Demnach erwerben Dongfeng und Frankreich je rund ein Fünftel an dem Autobauer. Dies soll über einen bevorzugten Aktienverkauf und eine begleitende Bezugsrechte-Emission für Altaktionäre erfolgen. Der Preisnachlass werde bei etwa 40 Prozent auf den aktuellen Peugeot-Aktienkurs liegen. Das Papier war am Mittwoch bei 11,50 Euro aus dem Handel gegangen.

Die Verhandlungen über die Kapitalerhöhung im Umfang von 3,5 Milliarden Euro gingen jetzt in die letzte Runde, sagte die Person, die anonym bleiben wollte. Ein Peugeot-Sprecher und die französische Regierung lehnten eine Stellungnahme am Abend ab. Dongfeng war zunächst nicht erreichbar.

Seit Monaten laufen die Gespräche zwischen den Franzosen und den Chinesen. Peugeot und Dongfeng betreiben bereits das Joint-Venture DPCA in China.

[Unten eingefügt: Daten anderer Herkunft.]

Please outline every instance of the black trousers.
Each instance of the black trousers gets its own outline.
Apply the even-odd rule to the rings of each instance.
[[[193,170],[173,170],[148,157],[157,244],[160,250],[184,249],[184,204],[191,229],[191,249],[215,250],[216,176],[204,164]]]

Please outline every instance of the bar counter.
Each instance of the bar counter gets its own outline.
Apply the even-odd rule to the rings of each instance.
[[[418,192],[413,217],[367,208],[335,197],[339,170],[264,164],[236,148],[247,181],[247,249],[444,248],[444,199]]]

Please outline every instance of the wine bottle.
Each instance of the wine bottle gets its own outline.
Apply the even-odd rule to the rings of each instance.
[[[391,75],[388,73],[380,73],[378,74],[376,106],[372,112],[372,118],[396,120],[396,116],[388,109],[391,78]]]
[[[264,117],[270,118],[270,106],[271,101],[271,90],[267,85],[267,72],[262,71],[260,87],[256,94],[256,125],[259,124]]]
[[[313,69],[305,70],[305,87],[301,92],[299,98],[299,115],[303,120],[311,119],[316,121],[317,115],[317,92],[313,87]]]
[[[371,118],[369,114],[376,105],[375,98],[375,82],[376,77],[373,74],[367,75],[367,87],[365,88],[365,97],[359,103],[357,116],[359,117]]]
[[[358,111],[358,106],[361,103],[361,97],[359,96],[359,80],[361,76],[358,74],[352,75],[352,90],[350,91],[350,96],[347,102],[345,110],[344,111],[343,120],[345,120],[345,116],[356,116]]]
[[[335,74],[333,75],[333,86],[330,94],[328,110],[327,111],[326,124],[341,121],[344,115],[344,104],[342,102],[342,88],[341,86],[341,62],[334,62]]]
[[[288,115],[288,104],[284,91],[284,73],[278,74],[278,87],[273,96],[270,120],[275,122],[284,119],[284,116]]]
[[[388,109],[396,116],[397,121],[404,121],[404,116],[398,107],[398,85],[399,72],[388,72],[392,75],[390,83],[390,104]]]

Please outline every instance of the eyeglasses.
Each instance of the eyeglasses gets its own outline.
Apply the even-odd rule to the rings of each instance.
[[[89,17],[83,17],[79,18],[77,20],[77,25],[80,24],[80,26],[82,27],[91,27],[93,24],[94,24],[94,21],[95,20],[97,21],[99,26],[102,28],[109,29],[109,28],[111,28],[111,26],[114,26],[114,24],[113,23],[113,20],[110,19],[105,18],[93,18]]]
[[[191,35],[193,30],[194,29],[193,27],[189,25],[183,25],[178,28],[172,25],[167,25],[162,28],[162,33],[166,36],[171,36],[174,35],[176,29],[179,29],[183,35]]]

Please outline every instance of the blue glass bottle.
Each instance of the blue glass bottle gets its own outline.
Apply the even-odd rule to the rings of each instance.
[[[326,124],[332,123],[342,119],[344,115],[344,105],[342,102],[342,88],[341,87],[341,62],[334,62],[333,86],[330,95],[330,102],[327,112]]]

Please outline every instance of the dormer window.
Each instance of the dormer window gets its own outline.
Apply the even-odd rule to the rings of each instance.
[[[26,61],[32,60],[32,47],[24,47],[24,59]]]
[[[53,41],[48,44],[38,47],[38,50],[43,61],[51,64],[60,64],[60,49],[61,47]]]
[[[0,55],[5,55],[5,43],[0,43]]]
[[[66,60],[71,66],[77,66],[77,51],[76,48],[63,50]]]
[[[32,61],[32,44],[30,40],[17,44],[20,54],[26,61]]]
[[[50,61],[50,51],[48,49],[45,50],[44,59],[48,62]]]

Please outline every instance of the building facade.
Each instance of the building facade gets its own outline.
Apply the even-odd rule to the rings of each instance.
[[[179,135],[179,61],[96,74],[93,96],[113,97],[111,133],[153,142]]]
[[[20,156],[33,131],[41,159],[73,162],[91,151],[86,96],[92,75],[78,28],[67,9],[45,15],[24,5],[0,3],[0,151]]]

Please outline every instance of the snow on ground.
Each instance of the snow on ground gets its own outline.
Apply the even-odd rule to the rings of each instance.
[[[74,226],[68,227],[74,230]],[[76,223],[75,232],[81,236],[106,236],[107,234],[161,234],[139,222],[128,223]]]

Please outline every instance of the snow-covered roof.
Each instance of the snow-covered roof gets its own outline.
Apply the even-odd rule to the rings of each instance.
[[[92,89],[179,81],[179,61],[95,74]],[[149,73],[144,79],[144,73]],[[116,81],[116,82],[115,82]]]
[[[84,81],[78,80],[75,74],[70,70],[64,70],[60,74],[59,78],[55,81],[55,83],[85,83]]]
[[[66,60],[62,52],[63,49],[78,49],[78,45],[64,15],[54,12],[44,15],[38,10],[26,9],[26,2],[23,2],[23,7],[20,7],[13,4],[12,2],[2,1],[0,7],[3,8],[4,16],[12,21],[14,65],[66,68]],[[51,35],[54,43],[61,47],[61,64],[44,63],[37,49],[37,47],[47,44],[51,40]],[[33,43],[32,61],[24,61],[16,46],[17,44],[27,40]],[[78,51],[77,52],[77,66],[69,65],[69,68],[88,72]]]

Durch einen Einstieg des Staates und Dongfengs würde die Gründer-Familie Peugeot deutlich an Macht verlieren und hätte nur noch 15 Prozent inne, sagte die mit der Angelegenheit vertraute Person.

Derzeit ist die Familie an der 1810 gegründeten Firma noch mit 25,4 Prozent beteiligt. Auch der Anteil des US-Autobauers General Motors von derzeit sieben Prozent würde deutlich verwässern.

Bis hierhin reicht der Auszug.